The basic question: “Can private employers refuse on the claim it violates their religious freedoms?” A decision is expected from the court by June.
Don’t Tread on My Flag – The liberal group Organizing for Action, the direct descendant of President Obama’s campaign arm, has borrowed some symbols from the tea party with new bumper stickers as part of its effort to turn public opinion toward the Affordable Care Act.
One is a riff on the Gadsden flag, that iconic image, precious to the tea party, of a coiled snake on a yellow background with the words “Don’t Tread on Me.”
The effort to enact a national health reform law helped lead to the rise of the modern tea party, so it is a bit odd to see a coiled stethoscope in the place of a snake and the words, “Don’t Tread On My Obamacare.”
2 Stories from Alaska:Condi Rice and Sarah Palin
These actually have nothing to do with each other. But the TV ad for Sarah Palin’s new outdoor sportsmen (and women) reality show puts the former Alaska governor in yet a new light.
“She’s coming with a full heart and a full magazine,” the tagline says.
What Palin isn’t doing is running for office as she evolves further still from policymaker to cultural tastemaker.
There's no Republican woman in political life that seems more different than Palin than Condoleezza Rice.
Rice has taken a stance in Palin's home state of Alaska. The former secretary of state endorsed a mainstream candidate, Republican Dan Sullivan, for the Republican Senate primary in Alaska. Sullivan used to work for Rice and in a video featuring Rice and posted by Karl Rove’s American Crossroads, she speaks in favor of him against a field that includes more tea party-friendly candidates like Joe Miller, who defeated Sen. Lisa Murkowski to win the GOP primary in 2010. Murkowski went on to win that election as an independent.
Rice is becoming more visible in the political world. She spoke recently at the California Republican Party convention. And Wednesday in Washington she is set to headline a fundraiser for the National Republican Campaign Committee.

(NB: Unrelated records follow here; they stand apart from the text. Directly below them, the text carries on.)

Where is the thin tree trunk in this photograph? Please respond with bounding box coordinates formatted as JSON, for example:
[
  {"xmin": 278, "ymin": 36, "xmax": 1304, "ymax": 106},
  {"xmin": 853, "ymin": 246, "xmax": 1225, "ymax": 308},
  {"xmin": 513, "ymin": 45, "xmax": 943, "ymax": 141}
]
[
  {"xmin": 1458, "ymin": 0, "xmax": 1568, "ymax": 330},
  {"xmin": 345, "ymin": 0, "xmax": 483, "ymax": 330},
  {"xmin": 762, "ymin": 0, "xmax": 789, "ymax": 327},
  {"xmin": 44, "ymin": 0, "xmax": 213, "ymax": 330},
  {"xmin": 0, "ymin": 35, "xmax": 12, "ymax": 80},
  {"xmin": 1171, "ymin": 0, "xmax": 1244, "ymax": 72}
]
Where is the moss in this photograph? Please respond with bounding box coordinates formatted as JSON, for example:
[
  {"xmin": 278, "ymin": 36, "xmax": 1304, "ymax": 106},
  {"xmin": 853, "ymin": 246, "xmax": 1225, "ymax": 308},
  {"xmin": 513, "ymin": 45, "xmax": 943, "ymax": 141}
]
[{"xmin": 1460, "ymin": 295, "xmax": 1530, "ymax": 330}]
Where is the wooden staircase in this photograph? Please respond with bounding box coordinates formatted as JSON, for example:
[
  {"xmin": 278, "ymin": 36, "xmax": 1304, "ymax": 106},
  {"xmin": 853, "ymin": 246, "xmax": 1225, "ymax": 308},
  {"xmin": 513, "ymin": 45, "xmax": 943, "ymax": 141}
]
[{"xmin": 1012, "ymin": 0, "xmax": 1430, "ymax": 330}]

Michelle Obama Interview with CNN.com
Michelle Obama sat down with CNN iReport to take questions about her trip to China and studying abroad. She recounted a touching story about her opportunity to study abroad while in high school:
“Our sophomore class had an opportunity to spend a week for break in France. And initially I was nervous about taking that week because for one, I didn’t want to ask my father who was a working class guy who didn’t have a lot of money to pay for that trip. It felt like an extravagance and I remember breaking down and in tears, feeling guilty about even asking him if I could go. One of the things I remember my dad saying is that he wanted me to have all the experiences he didn’t have and he didn’t blink an eye in paying for that trip so I got on a plane with some of my classmates. We stayed in a youth hostel, ate cheese crepes and learned a lot… It opened the gates for me to try many, many new things.”
Biden to New Hampshire
Vice President Joe Biden will travel to the Granite State Tuesday for an event highlighting workforce development and job training. Secretary of Labor Thomas Perez will join him. But none of the Democrats in New Hampshire's congressional delegation will. That includes Sen. Jeanne Shaheen, who is facing a tough potential rival in Republican Scott Brown, who recently moved to New Hampshire from Massachusetts.
Shaheen has the excuse that she's needed in Washington, where she'll chair a subcommittee hearing and also potentially cast votes.
But her absence at Biden's side is a symptom of a larger problem for Democrats, who welcome Biden and President Obama as fundraisers, but have increasingly shied away from appearing with them.
Democratic Sen. Kay Hagan from North Carolina skipped a January opportunity to appear with Obama in her home state. So did Sen. Mary Landrieu, when the President traveled to Louisiana last November.